Studies suggest that both methadone and buprenorphine are safe for OMT in pregnant women [7274]. Some differences were found, however, on fetal head growth, suggesting that fetuses exposed to methadone may be at higher risk for stunted head growth as compared to those exposed to buprenorphine. However, these studies were not controlled for potential bias such as concurrent drug or nicotine use or social differences, which may reduce the generalizability of the results [5, 73, 75]. The main reason for preferring buprenorphine over methadone is the relatively mild neonatal withdrawal syndrome (NWS) in neonates exposed to buprenorphine in utero [7678]. However, since opioid withdrawal symptoms need to manifest before buprenorphine is administered, the advantage of milder NWS as compared with methadone replacement therapy is washed out. In addition, many patients refuse buprenorphine treatment for that reason. OMT using buprenorphine is therefore only indicated for maintainance of an existing buprenorphine treatment or when heroin-using patients are treated. The data available to date does not support a shift from methadone to buprenorphine if patients get pregnant [7678].

There are only case studies regarding slow-release oral morphine (SROM) and diamorphin (DAM), which indicate that both substances may be safe during pregnancy [79]. Although the results are sparse, some studies report less concurrent drug use (e.g. benzodiazepines and opioids) by pregnant women treated with SROM as compared to women on methadone maintainance [79]. Only a few case studies have been published on the use of DAM in pregnant women and might suggest a good tolerance and a relatively mild NWS [80, 81].

IV. Conclusion

Alcohol

Heavy alcohol consumption is associated with fetal malformations, pregnancy complications and long-term developmental disorders in children. As a first step, screening pregnant women with a combined assessment of psychometric tests and biomarkers helps to evaluate the individual risks. Identification of problematic alcohol consumption allows the subsequent use of brief interventions to reduce problematic consumption patterns. In the case of alcohol dependence, detoxification with benzodiazepines, combined with intensive psychosocial support, should be the treatment of first choice.

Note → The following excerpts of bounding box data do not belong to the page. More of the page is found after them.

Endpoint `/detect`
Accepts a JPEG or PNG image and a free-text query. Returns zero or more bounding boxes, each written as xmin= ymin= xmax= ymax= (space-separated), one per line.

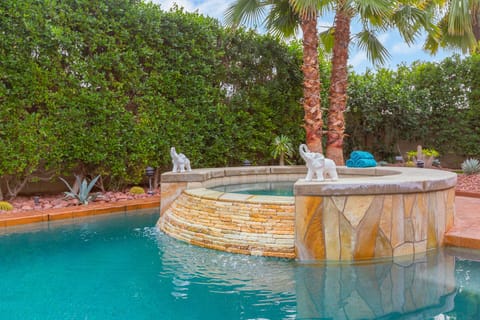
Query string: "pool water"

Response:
xmin=0 ymin=212 xmax=480 ymax=320
xmin=212 ymin=181 xmax=295 ymax=197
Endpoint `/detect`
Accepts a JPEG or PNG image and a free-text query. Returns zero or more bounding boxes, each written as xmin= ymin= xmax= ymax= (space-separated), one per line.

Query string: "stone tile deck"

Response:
xmin=445 ymin=196 xmax=480 ymax=249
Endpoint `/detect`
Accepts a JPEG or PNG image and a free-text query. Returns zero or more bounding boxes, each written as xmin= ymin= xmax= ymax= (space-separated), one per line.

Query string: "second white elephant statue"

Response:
xmin=299 ymin=144 xmax=338 ymax=181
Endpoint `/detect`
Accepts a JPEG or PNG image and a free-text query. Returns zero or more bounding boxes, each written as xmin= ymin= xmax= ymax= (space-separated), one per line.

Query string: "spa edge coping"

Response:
xmin=161 ymin=166 xmax=457 ymax=198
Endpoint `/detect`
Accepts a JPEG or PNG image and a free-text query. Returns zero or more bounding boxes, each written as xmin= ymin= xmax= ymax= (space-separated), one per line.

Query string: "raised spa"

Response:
xmin=157 ymin=166 xmax=456 ymax=261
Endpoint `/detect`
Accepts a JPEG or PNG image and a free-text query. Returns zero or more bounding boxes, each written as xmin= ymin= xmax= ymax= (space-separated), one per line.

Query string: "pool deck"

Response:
xmin=0 ymin=193 xmax=480 ymax=249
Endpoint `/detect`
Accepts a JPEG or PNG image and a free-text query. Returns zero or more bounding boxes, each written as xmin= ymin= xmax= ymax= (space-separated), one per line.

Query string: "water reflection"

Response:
xmin=158 ymin=231 xmax=480 ymax=320
xmin=295 ymin=251 xmax=456 ymax=319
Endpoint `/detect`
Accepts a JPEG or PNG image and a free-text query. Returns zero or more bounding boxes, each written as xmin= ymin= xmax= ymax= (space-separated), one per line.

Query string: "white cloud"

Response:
xmin=151 ymin=0 xmax=233 ymax=21
xmin=389 ymin=42 xmax=422 ymax=55
xmin=377 ymin=32 xmax=390 ymax=46
xmin=348 ymin=51 xmax=368 ymax=68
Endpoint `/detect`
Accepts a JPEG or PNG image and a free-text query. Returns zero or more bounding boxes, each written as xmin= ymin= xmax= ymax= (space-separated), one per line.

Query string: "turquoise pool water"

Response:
xmin=0 ymin=212 xmax=480 ymax=320
xmin=212 ymin=181 xmax=295 ymax=197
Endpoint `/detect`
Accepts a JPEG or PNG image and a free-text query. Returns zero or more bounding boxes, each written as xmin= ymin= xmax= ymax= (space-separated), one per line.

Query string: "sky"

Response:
xmin=151 ymin=0 xmax=454 ymax=73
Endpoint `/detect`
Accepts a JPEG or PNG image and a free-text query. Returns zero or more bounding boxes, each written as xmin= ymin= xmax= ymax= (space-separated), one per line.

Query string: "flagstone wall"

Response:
xmin=157 ymin=167 xmax=456 ymax=261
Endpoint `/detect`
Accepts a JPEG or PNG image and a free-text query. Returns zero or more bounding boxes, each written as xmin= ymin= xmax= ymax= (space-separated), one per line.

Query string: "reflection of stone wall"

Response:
xmin=295 ymin=252 xmax=456 ymax=320
xmin=295 ymin=188 xmax=455 ymax=260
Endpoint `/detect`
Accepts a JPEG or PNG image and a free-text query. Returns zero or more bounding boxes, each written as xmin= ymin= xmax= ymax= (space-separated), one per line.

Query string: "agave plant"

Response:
xmin=0 ymin=201 xmax=13 ymax=211
xmin=60 ymin=175 xmax=100 ymax=204
xmin=462 ymin=158 xmax=480 ymax=176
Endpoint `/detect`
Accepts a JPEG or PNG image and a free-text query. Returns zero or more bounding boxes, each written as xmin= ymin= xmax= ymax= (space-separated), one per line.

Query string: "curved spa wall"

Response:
xmin=158 ymin=167 xmax=456 ymax=261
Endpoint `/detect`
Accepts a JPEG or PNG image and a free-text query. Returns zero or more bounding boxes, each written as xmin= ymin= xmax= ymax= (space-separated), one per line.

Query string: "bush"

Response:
xmin=462 ymin=159 xmax=480 ymax=175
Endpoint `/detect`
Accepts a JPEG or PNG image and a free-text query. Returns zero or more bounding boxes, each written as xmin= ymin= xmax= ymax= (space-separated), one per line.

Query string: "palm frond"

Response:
xmin=448 ymin=0 xmax=472 ymax=36
xmin=289 ymin=0 xmax=332 ymax=19
xmin=319 ymin=27 xmax=335 ymax=53
xmin=265 ymin=0 xmax=300 ymax=38
xmin=392 ymin=5 xmax=430 ymax=44
xmin=225 ymin=0 xmax=269 ymax=26
xmin=355 ymin=29 xmax=390 ymax=65
xmin=347 ymin=0 xmax=395 ymax=26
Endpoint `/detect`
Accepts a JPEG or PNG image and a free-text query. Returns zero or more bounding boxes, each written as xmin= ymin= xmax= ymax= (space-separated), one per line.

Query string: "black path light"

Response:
xmin=145 ymin=167 xmax=155 ymax=195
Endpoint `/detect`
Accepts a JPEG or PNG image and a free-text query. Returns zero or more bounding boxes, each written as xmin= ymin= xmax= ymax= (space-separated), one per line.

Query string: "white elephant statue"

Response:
xmin=299 ymin=144 xmax=338 ymax=181
xmin=170 ymin=147 xmax=192 ymax=172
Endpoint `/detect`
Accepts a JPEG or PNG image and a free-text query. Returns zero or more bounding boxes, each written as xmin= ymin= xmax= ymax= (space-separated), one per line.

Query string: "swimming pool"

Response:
xmin=0 ymin=212 xmax=480 ymax=319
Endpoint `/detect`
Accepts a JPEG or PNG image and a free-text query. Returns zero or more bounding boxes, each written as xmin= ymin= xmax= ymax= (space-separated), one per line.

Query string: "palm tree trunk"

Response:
xmin=472 ymin=6 xmax=480 ymax=53
xmin=301 ymin=15 xmax=323 ymax=153
xmin=327 ymin=8 xmax=351 ymax=166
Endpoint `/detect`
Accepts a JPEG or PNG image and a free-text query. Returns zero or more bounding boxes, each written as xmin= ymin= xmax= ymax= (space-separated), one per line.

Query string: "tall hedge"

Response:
xmin=0 ymin=0 xmax=302 ymax=197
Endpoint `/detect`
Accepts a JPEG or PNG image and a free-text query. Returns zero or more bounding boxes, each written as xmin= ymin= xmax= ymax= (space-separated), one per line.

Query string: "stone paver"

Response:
xmin=0 ymin=191 xmax=480 ymax=254
xmin=445 ymin=196 xmax=480 ymax=249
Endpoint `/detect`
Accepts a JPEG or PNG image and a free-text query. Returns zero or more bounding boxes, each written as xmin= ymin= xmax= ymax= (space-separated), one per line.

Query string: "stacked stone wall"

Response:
xmin=159 ymin=189 xmax=295 ymax=258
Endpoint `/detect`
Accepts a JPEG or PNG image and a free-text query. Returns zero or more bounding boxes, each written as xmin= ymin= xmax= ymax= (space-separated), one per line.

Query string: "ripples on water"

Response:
xmin=0 ymin=214 xmax=480 ymax=320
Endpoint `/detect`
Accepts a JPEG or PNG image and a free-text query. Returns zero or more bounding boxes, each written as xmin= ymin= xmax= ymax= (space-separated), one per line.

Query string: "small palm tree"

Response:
xmin=424 ymin=0 xmax=480 ymax=54
xmin=272 ymin=135 xmax=294 ymax=166
xmin=290 ymin=0 xmax=434 ymax=165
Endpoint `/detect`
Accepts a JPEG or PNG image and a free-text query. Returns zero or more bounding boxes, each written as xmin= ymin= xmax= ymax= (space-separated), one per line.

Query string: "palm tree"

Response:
xmin=424 ymin=0 xmax=480 ymax=54
xmin=291 ymin=0 xmax=428 ymax=165
xmin=225 ymin=0 xmax=328 ymax=152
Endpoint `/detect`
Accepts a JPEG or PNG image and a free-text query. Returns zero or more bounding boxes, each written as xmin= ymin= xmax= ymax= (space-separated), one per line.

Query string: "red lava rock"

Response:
xmin=2 ymin=189 xmax=158 ymax=213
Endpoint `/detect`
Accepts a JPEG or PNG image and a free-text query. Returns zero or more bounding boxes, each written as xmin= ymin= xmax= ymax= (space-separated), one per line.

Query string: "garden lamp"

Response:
xmin=145 ymin=167 xmax=155 ymax=195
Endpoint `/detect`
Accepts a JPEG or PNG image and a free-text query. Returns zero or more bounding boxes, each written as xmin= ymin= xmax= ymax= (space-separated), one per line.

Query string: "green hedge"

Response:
xmin=0 ymin=0 xmax=302 ymax=197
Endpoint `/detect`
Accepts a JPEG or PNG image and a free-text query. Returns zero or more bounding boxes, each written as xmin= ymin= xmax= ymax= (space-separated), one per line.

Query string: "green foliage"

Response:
xmin=462 ymin=158 xmax=480 ymax=175
xmin=0 ymin=0 xmax=303 ymax=192
xmin=272 ymin=135 xmax=294 ymax=166
xmin=0 ymin=201 xmax=13 ymax=211
xmin=0 ymin=0 xmax=480 ymax=192
xmin=60 ymin=176 xmax=100 ymax=205
xmin=128 ymin=186 xmax=145 ymax=194
xmin=346 ymin=55 xmax=480 ymax=159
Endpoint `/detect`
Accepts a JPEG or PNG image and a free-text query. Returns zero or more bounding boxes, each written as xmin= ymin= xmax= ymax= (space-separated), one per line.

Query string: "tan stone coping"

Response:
xmin=0 ymin=196 xmax=160 ymax=228
xmin=162 ymin=166 xmax=307 ymax=183
xmin=162 ymin=166 xmax=457 ymax=196
xmin=294 ymin=167 xmax=457 ymax=196
xmin=184 ymin=188 xmax=295 ymax=205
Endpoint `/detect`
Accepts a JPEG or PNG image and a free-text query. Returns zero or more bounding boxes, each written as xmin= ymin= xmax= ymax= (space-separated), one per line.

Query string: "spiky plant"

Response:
xmin=462 ymin=158 xmax=480 ymax=176
xmin=128 ymin=186 xmax=145 ymax=194
xmin=60 ymin=176 xmax=100 ymax=204
xmin=0 ymin=201 xmax=13 ymax=211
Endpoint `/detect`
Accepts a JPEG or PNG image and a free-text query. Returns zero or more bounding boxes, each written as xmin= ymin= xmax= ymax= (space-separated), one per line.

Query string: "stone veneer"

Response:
xmin=157 ymin=167 xmax=456 ymax=261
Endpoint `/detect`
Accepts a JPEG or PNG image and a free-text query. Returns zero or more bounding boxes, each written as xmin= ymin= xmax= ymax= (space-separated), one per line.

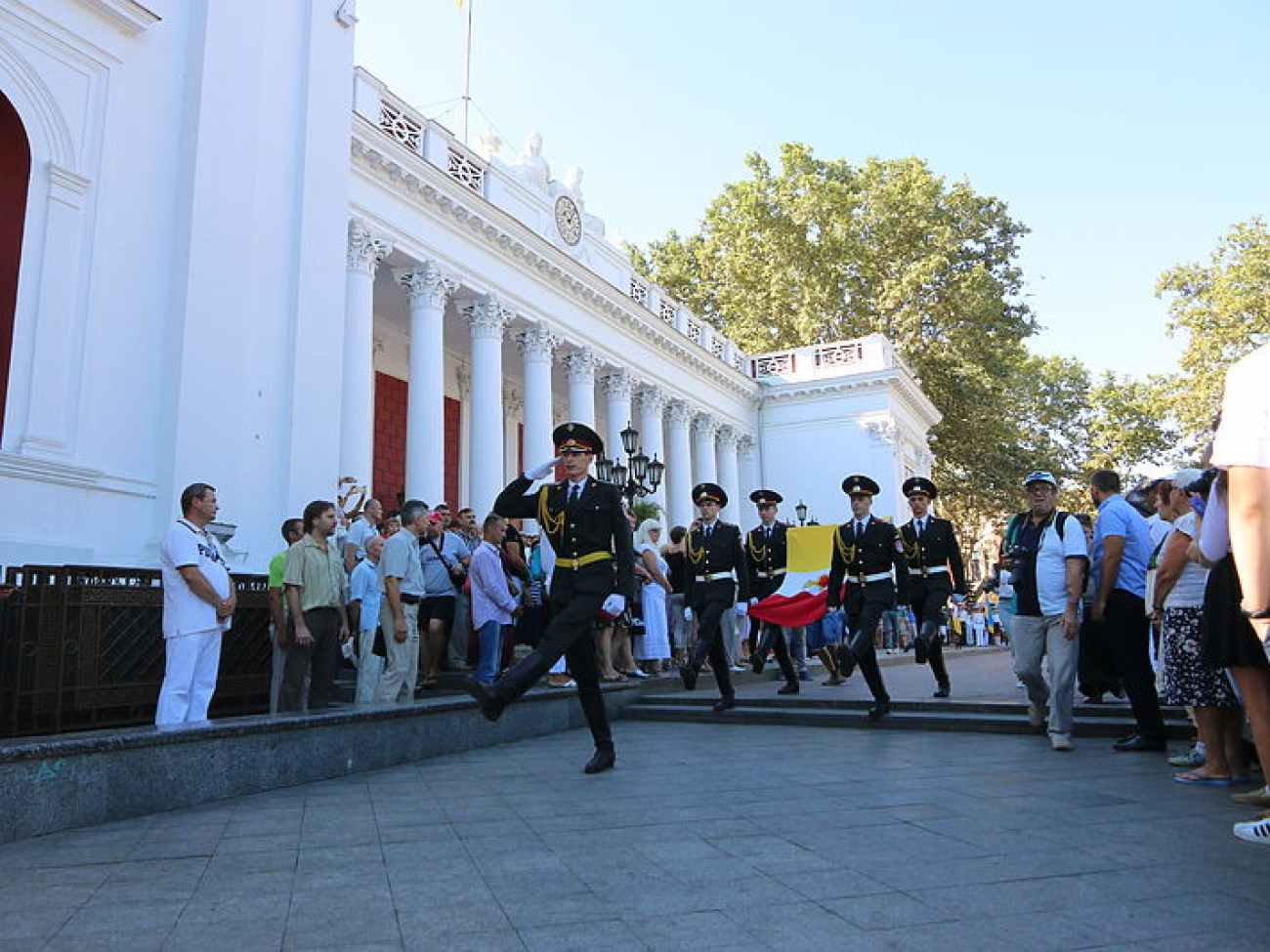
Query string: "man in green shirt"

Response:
xmin=270 ymin=519 xmax=305 ymax=714
xmin=278 ymin=499 xmax=348 ymax=711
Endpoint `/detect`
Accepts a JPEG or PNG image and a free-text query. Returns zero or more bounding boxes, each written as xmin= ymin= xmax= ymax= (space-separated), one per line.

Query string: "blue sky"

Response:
xmin=357 ymin=0 xmax=1270 ymax=376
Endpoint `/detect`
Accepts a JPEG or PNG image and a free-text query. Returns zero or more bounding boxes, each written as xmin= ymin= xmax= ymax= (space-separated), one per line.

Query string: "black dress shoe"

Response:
xmin=464 ymin=678 xmax=503 ymax=721
xmin=1112 ymin=733 xmax=1167 ymax=753
xmin=581 ymin=745 xmax=617 ymax=773
xmin=865 ymin=701 xmax=890 ymax=721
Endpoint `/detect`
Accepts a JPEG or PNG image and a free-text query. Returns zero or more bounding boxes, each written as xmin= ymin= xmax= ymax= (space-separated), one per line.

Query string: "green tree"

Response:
xmin=632 ymin=144 xmax=1036 ymax=525
xmin=1156 ymin=219 xmax=1270 ymax=440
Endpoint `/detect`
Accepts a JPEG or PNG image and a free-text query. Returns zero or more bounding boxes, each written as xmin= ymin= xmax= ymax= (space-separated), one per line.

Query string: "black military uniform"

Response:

The use of pharmaceutical agents cannot be recommended for relapse prevention in pregnant women because of the limited knowledge of possible toxic or teratogenic effects.

Opioids

Opioid maintenance therapy (OMT) is the standard of care in opioid-dependent patients, reasoned by their high risk of relapse. Both methadone and buprenorphine seem safe treatment strategies in opioid-dependent pregnant women. Further data indicates the safety of DAM and SROM as well. Limited data supports advantages of DAM, SROM and buprenorphine against methadone regarding NWS and concurrent drug use.

Overall, the mother’s health status and her acceptance of the recommended substitute should be the foundation of a personalized therapeutic regimen of OMT in pregnant women.